How to read the bank rating chart

THE BALTIMORE SUN

RATINGS: IDC Financial Publishing Inc. [Box 140, Hartland, Wis. 53029] based its 1994 second-quarter ratings on the financial reports filed for the three-month period ended June 30 with the Federal Deposit Insurance Corp. IDC then calculates 38 financial ratios and compares those values for the various banks and produces a single rating for each institution. The chart also shows the rating of the previous quarter.

The rating of individual bank performance falls into six categories. The ratings categories are: 300-to-200, superior; 199-to-165, excellent; 164-to-125 average; 124-to-75, below average; 74-to-2, lowest ratios; 1, rank of one, (highest failure probability).

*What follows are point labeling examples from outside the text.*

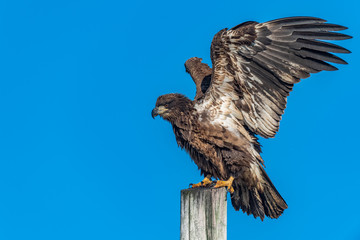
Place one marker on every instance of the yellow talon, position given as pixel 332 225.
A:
pixel 206 181
pixel 227 184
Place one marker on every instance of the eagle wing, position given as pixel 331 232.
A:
pixel 255 66
pixel 200 73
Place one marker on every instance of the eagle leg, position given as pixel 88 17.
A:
pixel 205 182
pixel 227 184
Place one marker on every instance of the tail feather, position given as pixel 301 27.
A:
pixel 260 200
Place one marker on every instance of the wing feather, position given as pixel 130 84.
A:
pixel 256 65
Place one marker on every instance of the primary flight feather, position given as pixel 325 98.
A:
pixel 255 66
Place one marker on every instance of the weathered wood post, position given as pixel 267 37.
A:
pixel 203 214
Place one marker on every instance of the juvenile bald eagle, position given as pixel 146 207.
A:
pixel 255 66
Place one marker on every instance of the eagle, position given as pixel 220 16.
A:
pixel 254 68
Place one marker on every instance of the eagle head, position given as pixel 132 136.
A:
pixel 170 106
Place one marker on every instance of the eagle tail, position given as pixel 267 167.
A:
pixel 260 200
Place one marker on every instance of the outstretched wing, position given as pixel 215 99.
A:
pixel 200 73
pixel 255 65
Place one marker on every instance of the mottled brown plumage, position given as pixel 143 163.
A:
pixel 255 66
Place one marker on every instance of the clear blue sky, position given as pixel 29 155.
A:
pixel 81 157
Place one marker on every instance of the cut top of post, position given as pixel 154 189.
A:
pixel 203 214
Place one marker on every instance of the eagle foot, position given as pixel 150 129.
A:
pixel 205 182
pixel 227 184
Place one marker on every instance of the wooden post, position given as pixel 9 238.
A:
pixel 203 214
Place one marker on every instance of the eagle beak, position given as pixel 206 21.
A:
pixel 154 113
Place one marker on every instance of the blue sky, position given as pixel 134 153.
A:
pixel 81 157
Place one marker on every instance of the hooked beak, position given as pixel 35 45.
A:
pixel 154 113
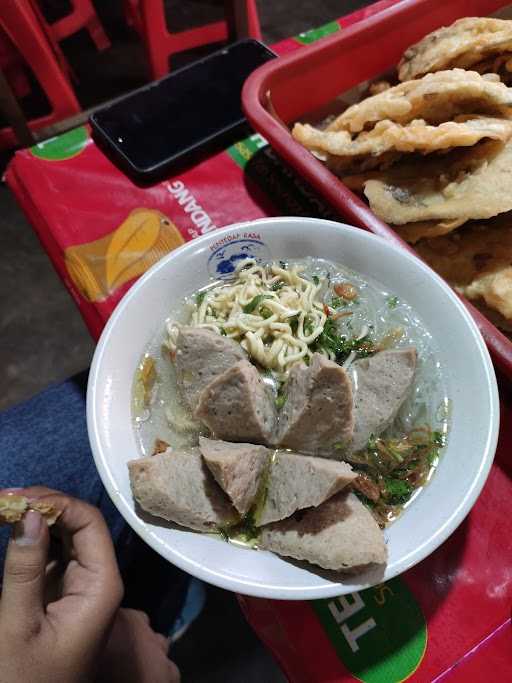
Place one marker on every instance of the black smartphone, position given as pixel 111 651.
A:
pixel 166 121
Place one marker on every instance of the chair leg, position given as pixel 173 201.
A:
pixel 98 35
pixel 12 111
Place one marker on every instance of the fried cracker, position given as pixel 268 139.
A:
pixel 414 232
pixel 500 66
pixel 436 98
pixel 477 261
pixel 472 183
pixel 13 507
pixel 387 136
pixel 462 44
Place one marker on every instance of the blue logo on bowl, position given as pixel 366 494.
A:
pixel 230 250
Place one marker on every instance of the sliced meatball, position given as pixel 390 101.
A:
pixel 299 481
pixel 201 355
pixel 340 534
pixel 237 467
pixel 275 484
pixel 381 384
pixel 317 415
pixel 177 486
pixel 236 406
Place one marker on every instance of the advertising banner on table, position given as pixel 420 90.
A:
pixel 449 617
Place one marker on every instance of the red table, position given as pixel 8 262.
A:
pixel 449 617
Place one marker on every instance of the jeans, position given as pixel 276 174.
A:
pixel 44 441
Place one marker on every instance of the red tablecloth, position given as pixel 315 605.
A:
pixel 449 617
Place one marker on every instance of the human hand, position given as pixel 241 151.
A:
pixel 135 653
pixel 57 639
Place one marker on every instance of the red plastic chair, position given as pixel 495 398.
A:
pixel 19 21
pixel 161 44
pixel 82 16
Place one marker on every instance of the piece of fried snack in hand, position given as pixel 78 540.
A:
pixel 468 183
pixel 462 44
pixel 344 153
pixel 13 507
pixel 435 98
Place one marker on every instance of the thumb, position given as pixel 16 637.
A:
pixel 24 572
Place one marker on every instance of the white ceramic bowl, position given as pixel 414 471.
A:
pixel 431 517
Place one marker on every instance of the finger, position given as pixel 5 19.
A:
pixel 22 600
pixel 93 572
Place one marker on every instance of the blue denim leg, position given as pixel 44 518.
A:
pixel 44 441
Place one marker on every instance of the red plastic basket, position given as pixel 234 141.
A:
pixel 289 88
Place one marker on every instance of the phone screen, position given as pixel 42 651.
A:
pixel 185 109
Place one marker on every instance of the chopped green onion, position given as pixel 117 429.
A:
pixel 398 491
pixel 280 401
pixel 255 302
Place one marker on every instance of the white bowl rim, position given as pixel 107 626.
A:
pixel 242 586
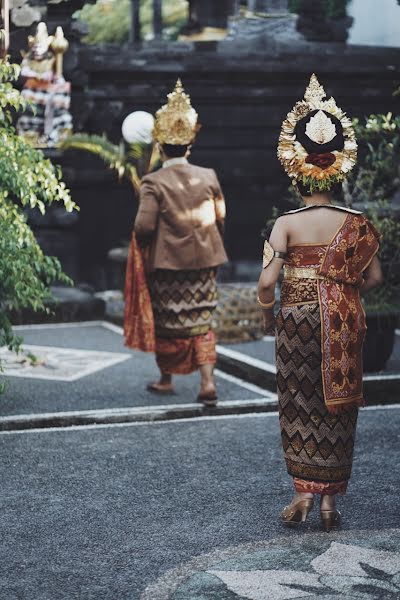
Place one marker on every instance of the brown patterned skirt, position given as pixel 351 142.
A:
pixel 318 446
pixel 183 304
pixel 183 301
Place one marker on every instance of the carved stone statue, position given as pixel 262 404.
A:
pixel 48 120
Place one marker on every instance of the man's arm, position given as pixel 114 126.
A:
pixel 219 203
pixel 147 215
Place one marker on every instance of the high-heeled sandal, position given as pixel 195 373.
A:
pixel 331 519
pixel 298 513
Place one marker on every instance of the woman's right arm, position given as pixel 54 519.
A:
pixel 373 276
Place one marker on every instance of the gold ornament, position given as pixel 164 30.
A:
pixel 321 130
pixel 176 122
pixel 268 254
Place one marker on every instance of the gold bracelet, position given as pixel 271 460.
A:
pixel 264 305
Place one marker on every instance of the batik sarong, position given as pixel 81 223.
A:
pixel 183 304
pixel 320 330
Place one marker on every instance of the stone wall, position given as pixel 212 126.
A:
pixel 241 101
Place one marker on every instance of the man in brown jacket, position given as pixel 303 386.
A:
pixel 181 215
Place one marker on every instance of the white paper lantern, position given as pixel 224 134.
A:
pixel 137 128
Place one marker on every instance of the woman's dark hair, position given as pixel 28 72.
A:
pixel 305 191
pixel 174 151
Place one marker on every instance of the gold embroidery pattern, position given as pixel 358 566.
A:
pixel 299 291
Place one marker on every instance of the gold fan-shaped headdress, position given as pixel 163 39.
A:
pixel 318 170
pixel 176 122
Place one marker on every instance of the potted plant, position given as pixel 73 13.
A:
pixel 374 188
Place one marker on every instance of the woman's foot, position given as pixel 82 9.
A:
pixel 297 511
pixel 330 516
pixel 208 394
pixel 164 386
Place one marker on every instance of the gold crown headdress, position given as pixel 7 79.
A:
pixel 176 121
pixel 320 168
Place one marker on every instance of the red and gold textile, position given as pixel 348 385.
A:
pixel 320 332
pixel 138 319
pixel 337 274
pixel 181 356
pixel 343 322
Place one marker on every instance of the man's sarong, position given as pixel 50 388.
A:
pixel 183 305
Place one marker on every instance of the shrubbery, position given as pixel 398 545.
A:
pixel 27 179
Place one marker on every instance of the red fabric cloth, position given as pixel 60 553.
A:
pixel 343 323
pixel 138 318
pixel 181 356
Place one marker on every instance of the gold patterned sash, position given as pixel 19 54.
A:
pixel 291 272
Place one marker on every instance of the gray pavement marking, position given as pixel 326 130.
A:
pixel 256 415
pixel 121 415
pixel 122 385
pixel 134 423
pixel 71 325
pixel 244 358
pixel 244 384
pixel 328 566
pixel 58 364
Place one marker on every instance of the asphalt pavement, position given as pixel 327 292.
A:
pixel 93 385
pixel 188 510
pixel 180 509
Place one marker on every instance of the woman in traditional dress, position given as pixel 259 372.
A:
pixel 181 216
pixel 328 254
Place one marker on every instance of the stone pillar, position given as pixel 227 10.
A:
pixel 210 13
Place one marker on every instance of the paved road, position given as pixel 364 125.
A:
pixel 119 385
pixel 104 513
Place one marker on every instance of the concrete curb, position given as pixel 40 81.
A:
pixel 131 415
pixel 379 388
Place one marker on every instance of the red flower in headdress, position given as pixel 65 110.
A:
pixel 323 161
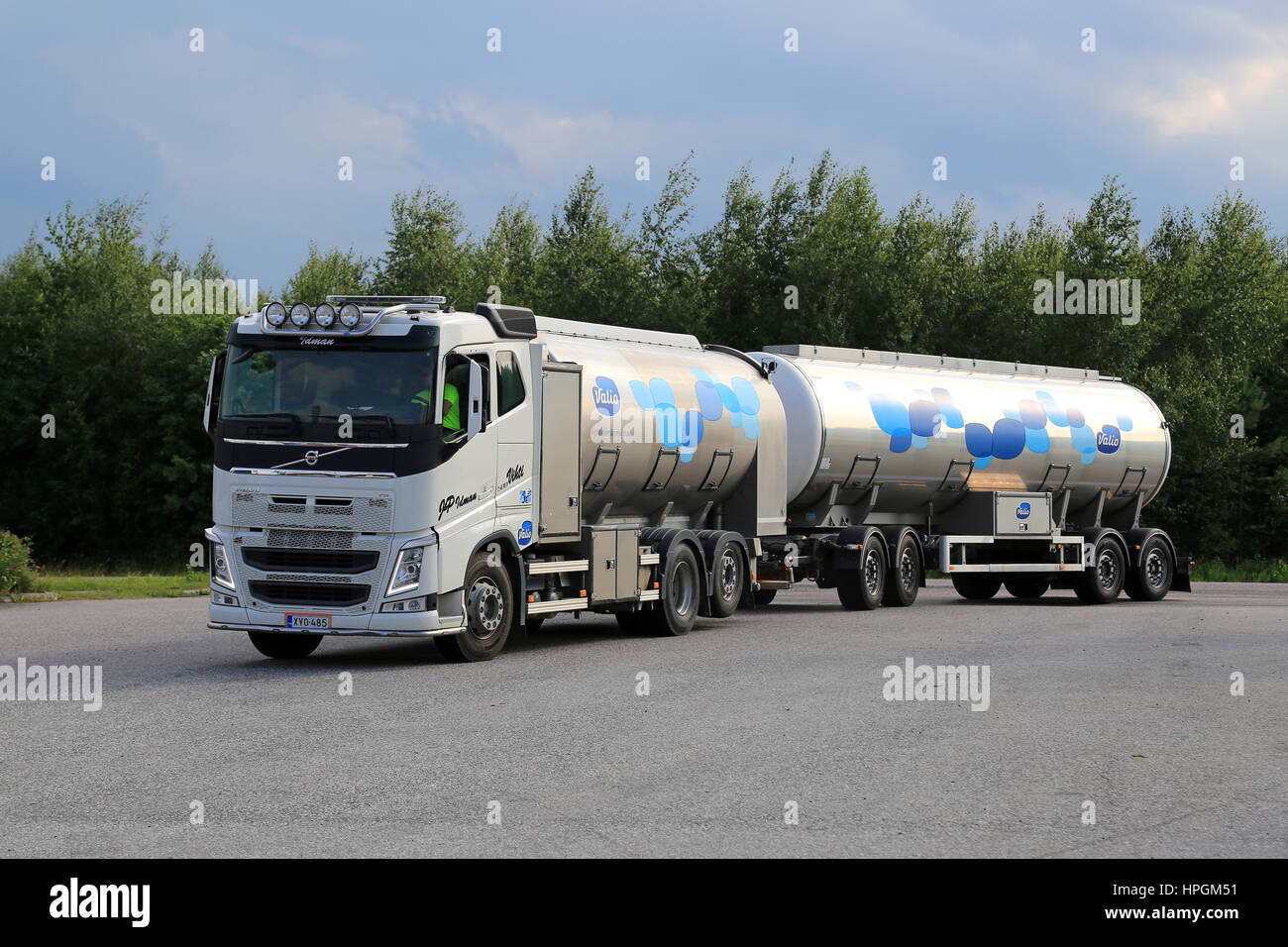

COLUMN 1 -- TOTAL ASSETS: Total assets of a bank or bank holding company in millions of dollars. A bank with $1 billion in assets would show an entry of 1,000.

COLUMN 2 -- EQUITY CAPITAL AS % OF ASSETS: Equity capital is a critical cushion to protect against possible future losses expressed as a percentage of assets. Equity capital includes the interest held in subsidiaries and preferred stock. This ratio is a key measure of a bank's financial reserves.

COLUMN 3 -- NONPERFORMING ASSETS AS % OF EQUITY: Non-accrual loans, restructured debt and repossessed assets, expressed as a percentage of equity capital, measures the relative size of the bank's loans no longer accruing, but that have not been charged off. This ratio reflects the level of substandard loans a bank has in its portfolio and can help project possible future losses.

COLUMN 4 -- NET INCOME AS % OF ASSETS: Income in the past 12 months, as reported, is divided by last year's average assets, expressed as a percentage. Also known as return on assets, this historically has been used as a common measure of a bank's earning performance, relative to its size.

COLUMN 5 -- STOCKHOLDERS' RETURN ON EQUITY: Net income in the past 12 months is divided by average total equity capital. A bank's earnings, compared with the level of stockholder investment, is also a traditional measure of a bank's performance, relative to its size.

COLUMN 6 -- INTERNAL GROWTH RATE OF EQUITY CAPITAL FOR THE PAST YEAR: The internal growth of equity capital is the reinvestment rate of retained earnings after dividends plus the change in the loan loss reserve, expressed as a percentage of capital and loan loss reserves held a year earlier. The internal growth rate of equity can indicate sustainable future growth.